The British UCAS Has Flown–In Secret
Neither BAE Systems nor the UK Ministry of Defence is saying anything about the first flight of the Taranis UCAS demonstrator, seen here at its unveiling in 2010. (Photo: BAE Systems)

Flight trials of the BAE Systems Taranis UCAS technology demonstrator have started at the Woomera test range in South Australia. But neither the company nor its customer, the UK Ministry of Defence (MoD), has made any announcement. The news emerged from a policy document on military UAS that the MoD submitted to the defense committee of the UK parliament.

An MoD spokesman told AIN that no comment would be made until the initial flight trials had been completed. BAE Systems told AIN that "progress continues" but it could not comment further. The secrecy contrasts sharply with the pan-European Neuron UCAS program, which has similar demonstration goals. The seven main contractors have all been allowed to discuss their roles and technology solutions. The Neuron has also been shown in public—albeit with strictly limited access—at the Paris Air Show last June. It made a first flight on December 1 last year.

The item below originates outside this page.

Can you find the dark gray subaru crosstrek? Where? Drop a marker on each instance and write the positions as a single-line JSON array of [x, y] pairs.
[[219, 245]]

When BAE Systems began work on the stealthy UAV in 2007, it promised a first flight in 2010. But the Taranis demonstrator was not unveiled until the middle of that year, at which time takeoff was predicted for 2011. Last year, BAE Systems said it would fly in early 2013. No reasons for the delays have been given. BAE partnered with GE Aviation, QinetiQ and Rolls-Royce for the all-British program.

Although the MoD policy document was not very forthcoming on Taranis, it provides good insight into some of the key issues that surround the military operations of UAS. British military commanders are particularly sensitive to allegations that they are participating in “killer drone wars.” During October, the United Nations general assembly debated this issue after two of its special rapporteurs produced critical reports.

“The term unmanned can cause confusion or uncertainty over the actual level of human control and has led to safety, ethical and legal concerns being raised, particularly with regard to the employment of weapons,” the MoD document said. Such is the MoD’s concern that it takes issue with the currently approved NATO nomenclature of "unmanned aerial systems" (UAS). The MoD prefers "remotely piloted air(craft) System" (RPAS) because that term “better describes the level of human control.”

The document revealed that since 2007 the Royal Air Force has flown more than 50,000 hours over Afghanistan with its small fleet (currently five) of GA-ASI Reapers. The vast majority of these have been for surveillance, but the RAF Reapers have dropped or fired weapons 418 times. The document describes the only such occasion during which civilians are known to have been killed: an attack on two insurgent pick-up trucks in March 2011. UK targeting policy for UAS is exactly the same as for manned aircraft and “entirely compliant with International Humanitarian Law,” the MoD says. It notes that, in some respects, the remotely located Reaper crews have better access to targeting information and advice than their counterparts flying combat aircraft over the battlefield.

“It is difficult to imagine a future campaign where such (UAS) technology will not have a role to play,” the document predicts. But unlike the Reaper, the Taranis is an autonomous UAS insofar as it self-navigates and receives remote command inputs that are keyboard-, rather than joystick-, originated. Probably with this in mind, the MoD emphasizes that “current UK policy is that the operation of weapon systems will always be under human control. No planned offensive systems are to have the capability to prosecute targets without involving a human.”